A miniaturized fountain burbled beside Lana's desk - the exact desk she abandoned in the Vigil. She found some of her old letters crammed in the back of the drawer including one from Alistair and another she never got around to sending. Rather than reminisce about what could have been, Lana flipped both pages over and took to sketching out her wild theories. Exhaustion dogged her every quill scratch, the ink made from boiled spider innards -- runny but useable. Despite the obstacles, she wasn't going to turn tail and roll over now. Fighting was all she had left.

"Good morning, dear," the spirit spoke in its androgynous voice. Genderless but far sweeter than Shale's, the spirit spoke with a creamy voice as light and airy as strawberries on a summer afternoon. "I see you're keeping busy attending to something. Did you locate anything of interest in the interim?"

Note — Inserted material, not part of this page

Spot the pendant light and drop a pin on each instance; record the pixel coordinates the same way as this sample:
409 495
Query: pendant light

"No," Lana huffed, putting down the last few words she'd spoken to Wynne. The curiosity spirit spoke in roundabout riddles, but there had to be an answer. For now, Lana needed to find the question. "Why? Was there something for me to find?"

"Of course not, I only thought to inquire about your day. Shall we begin again?"

Waving her hand over the paper to try and dry the spider ink quicker, Lana squared her shoulders. Her chair leaned to the side, the back leg shorter than the others. It was the same one she used for ten years in her classes in the tower. "First, I think it's time you answer a few questions for me."

The spirit's ethereal presence pulsed as a white light in the center strobed for a moment. Then its not mouth smiled slyly, "I'd never keep anything from you, dearest."

"Right. You said that in exchange for my memories you could help me create a way out of here."

"I am helping you," it interrupted, hovering closer towards her. "The best way I know how. You are safe with me."

That didn't answer her question. Without watching, Lana made a notch against the old letter - the one where he first asked her to move to Denerim and become an arcane adviser. "The only changes I've seen so far have been cosmetic, the fade itself is becoming familiar to me, taking pieces of my past to dangle in front, but there is nothing to help me escape."

"Do you not enjoy returning to what you once loved, here around you?" The spirit hovered past the tiny fountain towards a bookshelf crammed not with books but small tokens, old weapons, trinkets excavated from her adventuring life and put on display without any care for their meaning or history.

"What I'd love is a way out of the Fade," Lana cut back with as she made another mark.

"And you shall have it, of course, sweetheart. But in order to accomplish it, we need to work together. I need your help before I can, in turn, help you."

Its fingers of light inched towards her, already pawing through her guarded memories, but Lana snapped the gate closed. Even exhausted, irritated, and suffering from intestines exhausted of processing spider legs she knew how to hold back her mind. Alistair was terrible at leading, but he'd proved an agile teacher when it came to the tricks templars used against blood mages. She didn't have access to them all, but shoring up her mind from any spirit influence came almost like breathing now.